"Może jestem głupcem?"

"Może jestem głupcem, albo szaleńcem, który jako jedyny w ekipie myśli o mistrzostwie świata w tym sezonie. Ale nie przestanę, dopóki istnieje choćby cień szansy i mam nadzieję, że zespół zrobi to samo" - czytamy w "Sporcie" wypowiedź Roberta Kubicy.

Po ostatnim wyścigu w Spa, zaczęło się spekulować, że BMW nie pomaga Kubicy tak bardzo jak jego koledze z zespołu Nickowi Heidfeldowi.

"Z mojego punktu widzenia sprawa jest jasna. Jestem kierowcą wyścigowym i walczę najlepiej jak umiem. Robię to nie tylko dla siebie, ale i dla zespołu. To oczywiste, że jeśli zdobywam osiem punktów, to one idą i na konto zespołu i na moje, ale ostatnio priorytety teamu były trochę inne niż moje.
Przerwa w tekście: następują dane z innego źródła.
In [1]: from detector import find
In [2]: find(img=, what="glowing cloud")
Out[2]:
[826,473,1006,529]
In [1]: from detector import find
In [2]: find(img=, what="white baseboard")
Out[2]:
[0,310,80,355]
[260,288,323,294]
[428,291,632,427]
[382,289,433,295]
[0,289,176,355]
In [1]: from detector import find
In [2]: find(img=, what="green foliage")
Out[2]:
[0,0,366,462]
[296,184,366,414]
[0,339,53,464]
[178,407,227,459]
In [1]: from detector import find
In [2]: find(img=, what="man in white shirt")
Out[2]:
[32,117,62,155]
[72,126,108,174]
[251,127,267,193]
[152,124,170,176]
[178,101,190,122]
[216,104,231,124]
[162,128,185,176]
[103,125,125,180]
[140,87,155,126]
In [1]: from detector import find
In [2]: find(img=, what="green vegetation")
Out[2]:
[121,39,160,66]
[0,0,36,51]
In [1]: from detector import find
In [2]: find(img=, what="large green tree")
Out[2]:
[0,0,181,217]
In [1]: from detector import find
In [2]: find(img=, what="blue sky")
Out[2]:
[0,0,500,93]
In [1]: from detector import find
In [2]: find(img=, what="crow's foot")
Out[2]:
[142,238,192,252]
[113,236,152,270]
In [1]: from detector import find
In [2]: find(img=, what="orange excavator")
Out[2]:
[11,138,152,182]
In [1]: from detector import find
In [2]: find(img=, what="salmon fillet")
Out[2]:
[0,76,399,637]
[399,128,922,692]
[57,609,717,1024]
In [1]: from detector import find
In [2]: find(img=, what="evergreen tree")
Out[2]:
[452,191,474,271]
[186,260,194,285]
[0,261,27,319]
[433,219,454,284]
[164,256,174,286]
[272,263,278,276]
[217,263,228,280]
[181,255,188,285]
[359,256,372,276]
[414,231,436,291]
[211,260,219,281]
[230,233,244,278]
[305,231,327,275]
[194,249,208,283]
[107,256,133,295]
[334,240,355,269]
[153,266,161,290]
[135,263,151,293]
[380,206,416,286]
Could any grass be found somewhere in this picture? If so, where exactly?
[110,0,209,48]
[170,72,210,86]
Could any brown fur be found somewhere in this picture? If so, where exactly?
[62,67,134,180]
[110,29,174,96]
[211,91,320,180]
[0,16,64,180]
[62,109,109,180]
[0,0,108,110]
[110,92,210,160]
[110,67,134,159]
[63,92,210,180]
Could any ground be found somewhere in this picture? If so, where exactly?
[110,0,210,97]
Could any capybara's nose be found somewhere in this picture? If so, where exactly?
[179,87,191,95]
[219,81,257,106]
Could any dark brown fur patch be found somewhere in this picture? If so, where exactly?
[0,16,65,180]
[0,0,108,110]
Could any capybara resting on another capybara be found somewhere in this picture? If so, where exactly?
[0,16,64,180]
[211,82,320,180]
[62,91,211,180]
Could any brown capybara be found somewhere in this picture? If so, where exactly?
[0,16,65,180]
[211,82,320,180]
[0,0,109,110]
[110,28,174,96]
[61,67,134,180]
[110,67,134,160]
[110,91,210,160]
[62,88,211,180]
Może stąd się bierze takie wrażenie. Prawdę mówiąc, ja mam podobne. Może jestem jedynym głupcem, albo szaleńcem w ekipie, który myśli o mistrzostwie świata w tym sezonie. Ale nie przestanę, dopóki istnieje choćby cień szansy i mam nadzieję, że zespół zrobi tak samo. Wierzę, że spróbują" - powiedział Robert.

Reklama

Kubica lubi ścigać się we Włoszech, bo spędził tutaj kilka lat swojego życia, a tor Monza, należy do jego ulubionych.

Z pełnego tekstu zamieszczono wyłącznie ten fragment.